J’allais bientôt avoir les réponses à mes questions car, à nouveau, j’entendais des pas monter l’escalier.

Et ce fut Isa et Jess qui apparurent. Un petit air moqueur s’affichant sur leur visage. Elles étaient l’une contre l’autre en se tenant par la taille.

- Alors ma belle, tu as aimé notre petite surprise ? Commença Isa.

- Vu dans l’état où sont les draps et dans quel état elle semble être, je pense surtout qu’elle doit nous maudire, renchérit Jess en pouffant de rire.

- C’est vous qui avez imaginé toute cette mise en scène ??

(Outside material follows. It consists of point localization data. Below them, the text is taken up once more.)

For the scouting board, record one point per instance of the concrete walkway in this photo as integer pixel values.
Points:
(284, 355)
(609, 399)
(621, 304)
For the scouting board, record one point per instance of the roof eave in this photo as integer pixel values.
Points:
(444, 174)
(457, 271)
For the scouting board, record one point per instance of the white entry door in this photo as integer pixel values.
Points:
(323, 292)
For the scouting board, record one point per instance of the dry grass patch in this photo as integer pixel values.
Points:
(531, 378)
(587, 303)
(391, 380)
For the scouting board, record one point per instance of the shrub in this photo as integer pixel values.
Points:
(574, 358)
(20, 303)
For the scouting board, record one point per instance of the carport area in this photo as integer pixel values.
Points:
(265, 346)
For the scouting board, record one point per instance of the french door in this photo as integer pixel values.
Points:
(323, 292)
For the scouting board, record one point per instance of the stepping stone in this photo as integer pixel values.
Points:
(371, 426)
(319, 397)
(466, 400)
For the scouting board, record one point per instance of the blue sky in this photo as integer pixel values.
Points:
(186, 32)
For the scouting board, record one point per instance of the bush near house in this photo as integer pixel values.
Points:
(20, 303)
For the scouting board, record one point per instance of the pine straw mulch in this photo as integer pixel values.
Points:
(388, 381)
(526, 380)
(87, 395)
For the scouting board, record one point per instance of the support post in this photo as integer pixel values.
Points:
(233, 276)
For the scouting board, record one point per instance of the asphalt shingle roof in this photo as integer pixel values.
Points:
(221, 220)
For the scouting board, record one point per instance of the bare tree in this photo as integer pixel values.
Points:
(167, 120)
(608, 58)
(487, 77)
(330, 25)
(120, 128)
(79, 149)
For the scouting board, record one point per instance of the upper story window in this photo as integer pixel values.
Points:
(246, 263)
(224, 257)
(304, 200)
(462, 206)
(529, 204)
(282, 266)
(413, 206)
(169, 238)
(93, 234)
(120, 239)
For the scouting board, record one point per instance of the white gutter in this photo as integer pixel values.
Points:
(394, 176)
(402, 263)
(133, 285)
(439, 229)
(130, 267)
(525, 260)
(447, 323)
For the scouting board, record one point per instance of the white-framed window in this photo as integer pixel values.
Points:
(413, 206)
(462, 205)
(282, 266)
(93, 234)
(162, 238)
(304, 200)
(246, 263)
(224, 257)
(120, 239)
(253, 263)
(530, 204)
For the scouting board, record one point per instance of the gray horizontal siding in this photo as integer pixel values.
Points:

Elles firent le tour du lit et vinrent s’assoir à coté de moi chacune d’un coté.

- Eh oui, ma chérie. Après ce que tu nous a fait subir, et même si au final tu nous as fait prendre un pied d’enfer, il fallait que nous te rendions la pareille. J’ai donc imaginé ce plan que j’ai mis au point pendant que tu étais avec le directeur de l’hôtel. J’en ai parlé à Guillermo et Amadou, qui m’ont parlé de leur petit secret. Connaissant ta curiosité, ca a tout de suite fait tilt dans ma tête. Je savais que tu allais les chercher si tu ne les voyais plus. Et ca n’a pas loupé. J’ai prévenu les autres juste avant que ne commence la soirée quand tu étais encore en train de te pouponner.

Je n’arrêtais pas de me mordre la lèvre pendant que je l’écoutais, excitée non pas par ce qu’elle me racontait…quoique…mais par le fait que ces deux garces étaient en train de s’amuser à allumer et éteindre alternativement les pinces à tétons.

- T’es vraiment une belle garce…

Je n’eu pas le temps, d’en dire plus. Jess se pencha sur moi et m’embrassa cherchant ma langue et jouant avec, m’étouffant à moitié. Je sentis Isa se lever et aller fouiller à nouveau dans la même valise que Marc plus tôt. Que me réservait-elle encore ?

La rousse monta sur le lit et m’enjamba. Elle s’avança au dessus de moi et me présenta ses seins pour que je suce ses tétons. Je ne m’en privais pas. Je les mordillais, les pinçais avec mes lèvres, les agaçais du bout de la langue. Elle s’avança encore, souleva sa robe qu’elle portait toujours et me montra sa chatte luisante de mouille. Elle la plaqua contre ma bouche et commença à se frotter dessus. Je sortis ma langue, lui titilla le clito, lui léchais l’intérieur de ses lèvres gluantes, l’introduisais dans sa fente. Elle s’avança jusqu’ à ce que je lui titille son petit anneau déjà tout dilaté. Mon visage était recouvert de sa cyprine. Elle n’arrêtait pas de gémir.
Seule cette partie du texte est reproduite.